SET A - LECTURE NOTES¶
Introduction¶
Timestamp: 00:00:00¶
In the previous lecture, we had implemented a Bigram character level language model where we took one character and tried to predict the next one. This was all and good if we just wanted to predict two different characters. But we saw that it didn't do very well when we tried to predict words out of it, plus we only implemented a single layer of neuron. Now, if we go with the same approach (where we did counts and build a graph matrix), for each character the number of matrix rows and columns will increase i.e. from 27x27 to 27x27x27 and so on.
So now we will be moving on to another model called MLP (Multi Layer Perceptron).
Bengio et al. 2003 (MLP language model) paper walkthrough.¶
Timestamp: 00:01:48¶
Paper Review: (Now this obviously wasn't the first paper to introduce this, but it was definitely the most influential one) Paper Link
Now, in the paper they have proposed a word level language model, but we will be implementing it for characters itself - so same approach but as a character level language model.
The modelling approach suggested in the paper is also identical: We use a multi layer NN to predict the next word from the previous one. And we try to maximize the negative log likelihood of the training data.
They are basically proposing a vector dimensional space (3D Space - You can revisit the imagery from here ) where the words most related to each other will be close by. So during testing if the model encounters a sentence which it may not have been trained on, it can still relate to the other words and complete the sentence. So within that embedded space, there is knowledge exchange and outcome is produced.
First Explanation of the diagram 5:42 with an Overview (Will have to comeback to this as I progress through the lecture, there were some imagery/explanation which I couldn't grasp completely)
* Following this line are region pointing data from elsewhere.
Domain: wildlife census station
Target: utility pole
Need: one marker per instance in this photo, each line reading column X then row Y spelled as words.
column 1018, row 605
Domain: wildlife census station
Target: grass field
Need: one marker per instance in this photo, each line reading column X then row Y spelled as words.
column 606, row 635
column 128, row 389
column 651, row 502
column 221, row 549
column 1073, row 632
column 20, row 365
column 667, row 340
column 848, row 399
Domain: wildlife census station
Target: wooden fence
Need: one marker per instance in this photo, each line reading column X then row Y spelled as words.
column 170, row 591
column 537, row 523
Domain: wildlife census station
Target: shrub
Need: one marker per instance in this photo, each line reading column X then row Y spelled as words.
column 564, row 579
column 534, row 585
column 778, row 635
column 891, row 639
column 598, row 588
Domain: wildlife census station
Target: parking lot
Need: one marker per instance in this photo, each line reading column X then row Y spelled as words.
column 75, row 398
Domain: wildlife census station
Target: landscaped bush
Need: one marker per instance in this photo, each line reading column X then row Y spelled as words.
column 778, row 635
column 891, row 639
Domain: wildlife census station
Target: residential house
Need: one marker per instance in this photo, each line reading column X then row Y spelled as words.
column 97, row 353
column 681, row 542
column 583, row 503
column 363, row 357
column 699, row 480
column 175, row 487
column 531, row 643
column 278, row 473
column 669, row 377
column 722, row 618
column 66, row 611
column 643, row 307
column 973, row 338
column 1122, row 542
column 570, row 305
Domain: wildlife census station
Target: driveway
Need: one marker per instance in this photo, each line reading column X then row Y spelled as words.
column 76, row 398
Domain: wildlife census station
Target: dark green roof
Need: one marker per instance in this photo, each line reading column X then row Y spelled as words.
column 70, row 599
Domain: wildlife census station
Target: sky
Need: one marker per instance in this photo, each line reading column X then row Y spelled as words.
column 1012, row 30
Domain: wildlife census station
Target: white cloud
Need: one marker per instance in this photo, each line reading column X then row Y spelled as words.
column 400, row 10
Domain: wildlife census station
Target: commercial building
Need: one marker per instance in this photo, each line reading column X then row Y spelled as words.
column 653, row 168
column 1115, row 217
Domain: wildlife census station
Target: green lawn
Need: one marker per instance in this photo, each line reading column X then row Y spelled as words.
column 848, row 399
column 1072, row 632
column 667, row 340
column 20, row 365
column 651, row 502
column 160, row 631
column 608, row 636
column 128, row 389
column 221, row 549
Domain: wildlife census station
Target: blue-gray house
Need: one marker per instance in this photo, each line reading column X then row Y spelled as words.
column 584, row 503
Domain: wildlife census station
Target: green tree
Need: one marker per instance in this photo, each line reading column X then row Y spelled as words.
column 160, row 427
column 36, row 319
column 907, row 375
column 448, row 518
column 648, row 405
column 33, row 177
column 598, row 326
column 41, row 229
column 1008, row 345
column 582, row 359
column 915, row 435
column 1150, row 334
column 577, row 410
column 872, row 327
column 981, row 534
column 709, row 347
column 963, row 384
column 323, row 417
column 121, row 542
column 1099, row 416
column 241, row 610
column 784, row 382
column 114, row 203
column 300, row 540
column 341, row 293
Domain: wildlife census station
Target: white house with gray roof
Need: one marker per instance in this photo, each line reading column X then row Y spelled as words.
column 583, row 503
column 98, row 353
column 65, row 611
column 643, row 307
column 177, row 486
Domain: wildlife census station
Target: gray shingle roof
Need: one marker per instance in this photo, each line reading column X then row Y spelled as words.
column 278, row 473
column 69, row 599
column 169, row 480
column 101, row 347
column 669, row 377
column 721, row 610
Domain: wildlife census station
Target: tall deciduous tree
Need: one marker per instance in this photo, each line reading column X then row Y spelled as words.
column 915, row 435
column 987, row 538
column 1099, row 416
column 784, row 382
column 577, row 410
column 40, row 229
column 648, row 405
Update: Yeah it all makes sense now lol
(re-)building our training dataset¶
Timestamp: 00:09:03¶
We are preparing our dataset. Its the same name.txt
file we used before.
We have made a slight change to how we formatted the dataset (The < S > and < E >), so here we are adding a block size
which represents 'How many characters should we consider for predicting the next one'
We've used 3 to follow the diagram in the research paper, the 3 different inputs present horizontally in the diagram at the bottom represent that. View page 6 for the diagram.
Prepared the X and Y values.
Implementing the embedding lookup table¶
Timestamp: 00:12:19¶
(Basically showing a broken down alternative way of implementing this, but ultimately the point is to show how simple and direct it is to do indexing in PyTorch)
In the diagram, we are basically implementing the 'Look up table in C'. So we have 27 possible characters and we're gonna embed them in a lower dimensional space. In the paper, they had taken 17000 words and crammed it into a 30 dimensional space. So, we'll be doing something like taking 27 characters and cramming them into a 2 dimensional space.
This lookup table C
will be random numbers, which will have 27 rows and 2 columns. So each one of the 27 characters will have a 2 dimensional embedding: C = torch.randn((27,2))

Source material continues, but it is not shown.